Corporate responsibility doesn’t cost the earth

A year on from the 9/11 attacks, the West must convince the world that business is a force for good – as it failed to do at the Earth Summit, argues George Pitcher

The ubiquitous 9/11 retrospectives have rightly taken some stick for concentrating on heroic firefighters, New York’s recovery and the like, while largely overlooking the wider context of what are generally regarded as the worst terrorist strikes in history.

Perhaps it is regarded as a small victory for terrorism if this wider context is examined. But you don’t have to be a rabid anti-American to ask if, one year on, the greatest contribution to world peace that the West could manage is to bomb the living daylights out of Iraq.

There are other contributions we could and should be making and they are to do with the way global corporations go about their business. But, again, it may be that America – the heartland of Western capitalism – is reluctant to be seen to change its trading ways, in case this is taken as a concession to those responsible for the September 11 attacks. That might explain, in part, why President George W Bush personally boycotted last week’s Earth Summit in Johannesburg.

It was far from solely America’s fault that the Earth Summit was, to quote Macbeth on the subject of life, “a tale told by an idiot, full of sound and fury, signifying nothing”. But the summit’s failure to achieve substantial progress on the way developed economies conduct their worldwide business is more significant than any number of documentaries about fearless firefighters.

The alleged imperialism of global corporations is very much at the root of the resentment of the undeveloped economies that breed terrorists. As former president Bill Clinton asked in last year’s Dimbleby Lecture in Oxford, how can we have a global economy when half the world’s population doesn’t belong to it?
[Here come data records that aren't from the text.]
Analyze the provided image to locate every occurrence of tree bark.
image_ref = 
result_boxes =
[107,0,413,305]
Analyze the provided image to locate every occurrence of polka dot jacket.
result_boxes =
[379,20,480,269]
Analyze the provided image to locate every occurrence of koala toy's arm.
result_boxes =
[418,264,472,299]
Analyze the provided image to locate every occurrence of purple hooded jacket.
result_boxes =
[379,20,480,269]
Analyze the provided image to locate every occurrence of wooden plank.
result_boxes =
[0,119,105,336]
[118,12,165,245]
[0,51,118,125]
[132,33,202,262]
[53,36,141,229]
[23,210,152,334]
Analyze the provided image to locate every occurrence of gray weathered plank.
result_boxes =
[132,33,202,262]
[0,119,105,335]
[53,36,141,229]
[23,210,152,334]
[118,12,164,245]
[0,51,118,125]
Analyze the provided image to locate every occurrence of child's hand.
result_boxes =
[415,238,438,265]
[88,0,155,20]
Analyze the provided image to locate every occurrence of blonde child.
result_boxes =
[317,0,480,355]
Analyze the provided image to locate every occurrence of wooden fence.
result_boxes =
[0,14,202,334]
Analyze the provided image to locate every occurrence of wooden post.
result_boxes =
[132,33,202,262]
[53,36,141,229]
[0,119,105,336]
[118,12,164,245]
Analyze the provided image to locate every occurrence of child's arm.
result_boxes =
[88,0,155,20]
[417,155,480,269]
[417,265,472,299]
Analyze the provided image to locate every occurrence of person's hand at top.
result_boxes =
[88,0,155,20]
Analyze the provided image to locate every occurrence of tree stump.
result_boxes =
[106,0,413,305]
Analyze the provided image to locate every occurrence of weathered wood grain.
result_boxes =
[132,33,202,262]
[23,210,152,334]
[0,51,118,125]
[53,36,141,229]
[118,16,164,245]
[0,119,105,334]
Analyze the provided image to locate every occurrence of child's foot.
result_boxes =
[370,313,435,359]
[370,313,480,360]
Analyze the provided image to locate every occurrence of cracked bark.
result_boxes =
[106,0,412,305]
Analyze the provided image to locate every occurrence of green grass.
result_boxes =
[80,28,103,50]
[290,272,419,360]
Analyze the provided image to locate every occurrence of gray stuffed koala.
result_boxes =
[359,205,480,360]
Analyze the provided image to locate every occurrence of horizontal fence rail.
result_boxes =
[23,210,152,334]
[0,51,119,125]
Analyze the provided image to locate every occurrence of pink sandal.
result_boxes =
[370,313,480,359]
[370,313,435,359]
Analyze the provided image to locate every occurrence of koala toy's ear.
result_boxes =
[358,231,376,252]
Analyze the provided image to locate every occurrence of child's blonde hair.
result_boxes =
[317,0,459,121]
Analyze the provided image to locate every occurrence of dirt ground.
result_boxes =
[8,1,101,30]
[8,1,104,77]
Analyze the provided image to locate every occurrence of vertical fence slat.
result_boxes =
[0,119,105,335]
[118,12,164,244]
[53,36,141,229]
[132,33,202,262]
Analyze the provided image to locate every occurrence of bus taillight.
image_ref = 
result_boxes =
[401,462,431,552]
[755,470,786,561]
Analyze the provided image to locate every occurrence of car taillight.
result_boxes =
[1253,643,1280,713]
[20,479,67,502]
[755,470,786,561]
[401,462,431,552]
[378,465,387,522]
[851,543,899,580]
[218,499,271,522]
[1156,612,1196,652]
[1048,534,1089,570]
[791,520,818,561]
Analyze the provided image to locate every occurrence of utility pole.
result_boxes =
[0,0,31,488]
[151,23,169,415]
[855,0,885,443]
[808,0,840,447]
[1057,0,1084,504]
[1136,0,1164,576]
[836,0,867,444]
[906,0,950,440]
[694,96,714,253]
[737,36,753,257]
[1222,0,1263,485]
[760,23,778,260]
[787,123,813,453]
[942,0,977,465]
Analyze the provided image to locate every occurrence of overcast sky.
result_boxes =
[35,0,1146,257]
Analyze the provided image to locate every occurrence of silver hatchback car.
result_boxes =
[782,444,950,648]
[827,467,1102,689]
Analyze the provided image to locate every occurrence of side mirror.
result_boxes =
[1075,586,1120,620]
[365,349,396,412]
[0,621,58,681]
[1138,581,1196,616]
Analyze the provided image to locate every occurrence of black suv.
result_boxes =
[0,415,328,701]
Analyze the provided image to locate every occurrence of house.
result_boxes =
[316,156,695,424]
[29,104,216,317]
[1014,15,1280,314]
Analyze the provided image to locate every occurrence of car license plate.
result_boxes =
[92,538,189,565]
In the wake of Johannesburg, Greenpeace pointed the finger more directly at business: “The Earth Summit was on the brink of bringing corporations like Shell and BP to task by making them accountable for the damage they doonce again, governments are caving in and allowing company profits to dictate government policy.”

This world view holds that companies and their profits are essentially bad, both for developed and undeveloped economies. But the truth is that they are the engines of the developed world – the wealth creators without which the Third World would be the first and only world.

The question we have to ask is: who is to blame for Western business gaining a reputation, among environmentalists and leaders of developing economies, for being the root of all evil?

Leaders as powerful as Bush who don’t engage in the debate must take a fair share of the blame. And corporations that do nothing to bear any responsibility for the state of the planet are the obvious villains of the piece.

But companies that believe they are socially and environmentally responsible, yet are ineffectual, are also the quiet despoilers of the earth and a handicap to the one-world progress to which the Earth Summit aspires.

At one level, companies are guilty of delegating corporate social responsibility (CSR) to well-meaning but ineffectual staff in the vain hope that they will appear to be good stewards of society and the environment. CSR is at the same stage corporate communications were until recently – the assumption being that if you have a department with the right title, you must be doing it.

If many environmental activists are dubbed “crusties”, in-house CSR staff are “fluffies”, constantly producing audits of the “triple bottom line” – economic, social and environmental – while offering nothing that contributes to any of these categories. A major part of the problem is that many fluffies deep down believe that capitalism is bad and therefore the companies that they work for are bad. This makes CSR a defensive resource, the purpose of those environmental and social audits being to cover up a destructive and exploitative machine.

This psychology has to change if the declarations of intent at the Earth Summit are to make any progress. The likes of Greenpeace similarly have to alter their mindset about corporate profitability. When they do so, capitalism may be deployed as an agent of development for parts of the world living in abject poverty.

Last year, economist David Henderson produced an excellent paper called Misguided Virtue for the Institute of Economic Affairs, in which he argued that as well as invariably missing the point, CSR was a cost burden that hampered companies’ potential to achieve real progress in creating prosperity in developing economies.

As a counter-initiative to the inertia of much of the CSR movement, a number of global corporations are establishing the World Development Corporation, chartered by the United Nations and scheduled for launch next year, with the purpose of developing projects in local economies that demonstrate the compatibility of profits with social progress.

These initiatives provide hope where the Earth Summit did not. They may also be the start of a demonstration by the corporate world that, a year on from the most dreadful consequence of global economic inequity, there is an alternative to the American bomb culture.